Sachem Central Teachers Ass'n v. Board of Education of Sachem Central School District

In a proceeding pursuant to CPLR article 75 to vacate an arbitration award, the appeal is from an order of the Supreme Court, Suffolk County (Gowan, J.), dated March 3, 1995, which granted the petition.

Ordered that the order is affirmed, with costs.

The parties entered into a collective bargaining agreement (hereinafter the agreement) covering numerous salary schedules for teachers. Each schedule set forth regular annual salaries, which would increase horizontally by the attainment of educational credits, i.e., columns, and vertically by the number of years of credited service, i.e., steps. Under the salary schedules, when a teacher’s service exceeded the maximum number of vertical steps, they were paid at the regular salary rate specified by the vertical step which recognized the highest number of years of service for their column. Thereafter, the parties agreed to a mid-school year salary increase, and to the addition of two longevity vertical steps for each column. However, 17 teachers, who had been at the maximum steps of their respective salary schedule columns, having served two or more years longer than the maximum step, advanced to a higher column, but not to the step that reflected their credited *633years’ service. The Board of Education (hereinafter the Board) would only advance a teacher by one step in one year since there was no contractual language that would reflect the payment of a double increment. As a result, the Sachem Central Teachers Association (hereinafter the Union) instituted a contract grievance on behalf of the 17 teachers and thereafter, submitted the dispute to arbitration pursuant to Article XVII of the agreement. Following a hearing, the arbitrator denied the grievance, and concluded that the Board did not violate the agreement when it refused to pay a double increment to the 17 teachers. Upon the Union’s petition, the Supreme Court determined that the arbitrator exceeded his power and vacated the arbitrator’s award.
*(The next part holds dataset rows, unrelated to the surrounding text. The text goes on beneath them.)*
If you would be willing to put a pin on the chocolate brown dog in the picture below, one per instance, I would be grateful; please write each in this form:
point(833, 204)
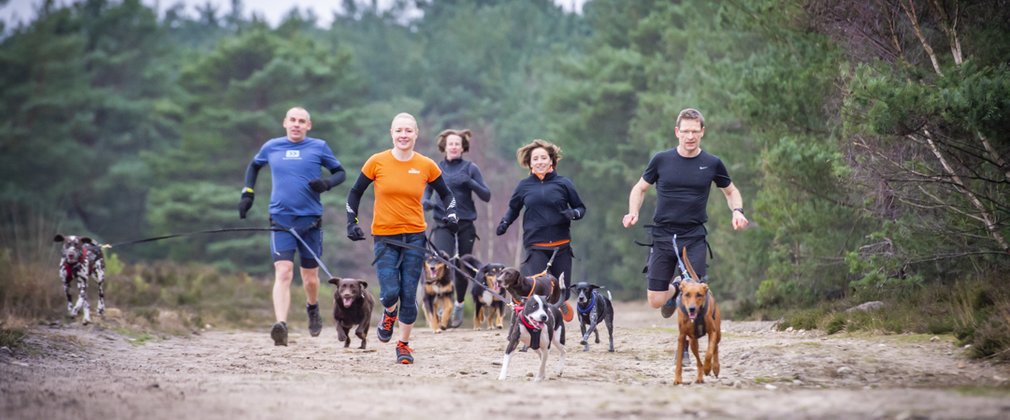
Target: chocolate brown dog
point(697, 314)
point(351, 306)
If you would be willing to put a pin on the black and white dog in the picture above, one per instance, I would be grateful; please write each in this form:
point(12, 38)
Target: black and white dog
point(82, 258)
point(538, 325)
point(593, 307)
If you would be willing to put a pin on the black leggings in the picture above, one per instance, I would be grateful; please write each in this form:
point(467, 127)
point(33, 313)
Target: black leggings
point(444, 241)
point(536, 260)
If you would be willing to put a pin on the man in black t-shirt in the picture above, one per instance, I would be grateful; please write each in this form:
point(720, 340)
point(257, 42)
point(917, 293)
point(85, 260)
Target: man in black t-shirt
point(683, 177)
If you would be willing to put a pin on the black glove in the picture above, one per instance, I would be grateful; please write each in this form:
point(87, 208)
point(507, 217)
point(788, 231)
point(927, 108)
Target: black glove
point(570, 214)
point(451, 223)
point(245, 204)
point(502, 227)
point(355, 232)
point(319, 186)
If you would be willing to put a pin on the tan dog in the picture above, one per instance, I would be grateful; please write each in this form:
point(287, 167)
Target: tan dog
point(697, 314)
point(437, 297)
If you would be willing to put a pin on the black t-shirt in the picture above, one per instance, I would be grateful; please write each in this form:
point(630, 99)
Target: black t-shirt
point(683, 186)
point(544, 200)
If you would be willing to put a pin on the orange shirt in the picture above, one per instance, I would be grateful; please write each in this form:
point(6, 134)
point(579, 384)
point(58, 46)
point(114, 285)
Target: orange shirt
point(399, 188)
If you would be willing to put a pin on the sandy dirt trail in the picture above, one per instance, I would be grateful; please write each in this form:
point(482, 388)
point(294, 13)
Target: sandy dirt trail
point(90, 372)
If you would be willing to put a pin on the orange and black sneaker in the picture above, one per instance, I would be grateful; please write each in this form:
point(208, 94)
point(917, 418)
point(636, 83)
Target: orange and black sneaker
point(385, 330)
point(403, 355)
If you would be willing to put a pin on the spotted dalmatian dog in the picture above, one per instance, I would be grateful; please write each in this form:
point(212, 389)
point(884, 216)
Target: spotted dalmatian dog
point(82, 258)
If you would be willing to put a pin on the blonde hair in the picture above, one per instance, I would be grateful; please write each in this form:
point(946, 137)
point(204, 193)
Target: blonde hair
point(405, 115)
point(464, 134)
point(523, 153)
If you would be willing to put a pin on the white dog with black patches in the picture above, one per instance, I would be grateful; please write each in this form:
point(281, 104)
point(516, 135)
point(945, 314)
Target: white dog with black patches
point(82, 258)
point(539, 326)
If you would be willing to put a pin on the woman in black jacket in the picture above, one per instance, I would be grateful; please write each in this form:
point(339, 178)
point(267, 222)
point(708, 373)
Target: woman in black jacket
point(464, 179)
point(551, 203)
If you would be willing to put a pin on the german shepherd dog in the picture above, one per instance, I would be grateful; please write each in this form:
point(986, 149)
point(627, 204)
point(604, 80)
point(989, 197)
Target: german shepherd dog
point(697, 314)
point(437, 297)
point(487, 306)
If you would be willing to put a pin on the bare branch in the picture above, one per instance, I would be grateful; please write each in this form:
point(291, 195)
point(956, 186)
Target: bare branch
point(950, 28)
point(914, 19)
point(983, 212)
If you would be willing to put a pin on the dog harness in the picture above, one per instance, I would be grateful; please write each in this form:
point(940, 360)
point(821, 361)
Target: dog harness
point(590, 307)
point(69, 266)
point(534, 332)
point(699, 320)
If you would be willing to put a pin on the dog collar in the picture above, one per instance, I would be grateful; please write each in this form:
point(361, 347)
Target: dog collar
point(590, 307)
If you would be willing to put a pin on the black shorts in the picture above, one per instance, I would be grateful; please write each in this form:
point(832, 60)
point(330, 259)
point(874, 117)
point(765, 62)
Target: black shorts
point(663, 267)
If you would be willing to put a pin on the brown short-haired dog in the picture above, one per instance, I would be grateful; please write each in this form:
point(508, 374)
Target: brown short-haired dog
point(697, 314)
point(351, 306)
point(437, 299)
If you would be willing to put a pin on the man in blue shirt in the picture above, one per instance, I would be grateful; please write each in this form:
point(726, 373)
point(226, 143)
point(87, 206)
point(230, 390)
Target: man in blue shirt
point(683, 177)
point(294, 204)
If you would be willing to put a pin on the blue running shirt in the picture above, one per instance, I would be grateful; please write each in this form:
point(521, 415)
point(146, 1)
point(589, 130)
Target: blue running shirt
point(293, 166)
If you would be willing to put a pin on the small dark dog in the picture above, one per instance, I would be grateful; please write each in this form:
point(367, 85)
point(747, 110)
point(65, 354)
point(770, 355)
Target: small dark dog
point(438, 289)
point(487, 306)
point(82, 258)
point(538, 325)
point(522, 287)
point(351, 306)
point(593, 307)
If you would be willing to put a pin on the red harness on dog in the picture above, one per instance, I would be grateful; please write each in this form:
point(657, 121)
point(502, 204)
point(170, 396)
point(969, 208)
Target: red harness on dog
point(69, 266)
point(534, 339)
The clause in the agreement which provided for arbitration, expressly narrowed the scope of arbitration by stating that "[t]he arbitrator shall have no power to alter, add to or detract from the provisions of the Agreement”. Contrary to the Board’s contention that the arbitrator did not bypass an express contractual provision and invoke past practice to rewrite the contract, we find that the arbitrator did indeed bypass the express provision of Article X, Section 3 of the agreement, directing that "[e]ach teacher is to be placed on the proper salary step according to his years in the system”. The arbitrator applied the past practice of advancing teachers one step for each year’s service, taking into account that, under the past practice, there had been two teachers who would have been otherwise eligible for a double increment, but nevertheless advanced only one step. As a result, the arbitrator found the past one-step advancement binding in this situation as well, despite the clear, unambiguous language of Article X, Section 3. Hence, the arbitrator acted improperly in relying upon past practice so as to negate the express language of the applicable provision of the agreement (see, Fairview Fire Dist. v Fairview Professional Firefighters Assn., 143 AD2d 727, 728; Matter of Board of Educ. v North Babylon Teachers’ Org., 104 AD2d 594, 595). O’Brien, J. P., Santucci, Joy and Florio, JJ., concur.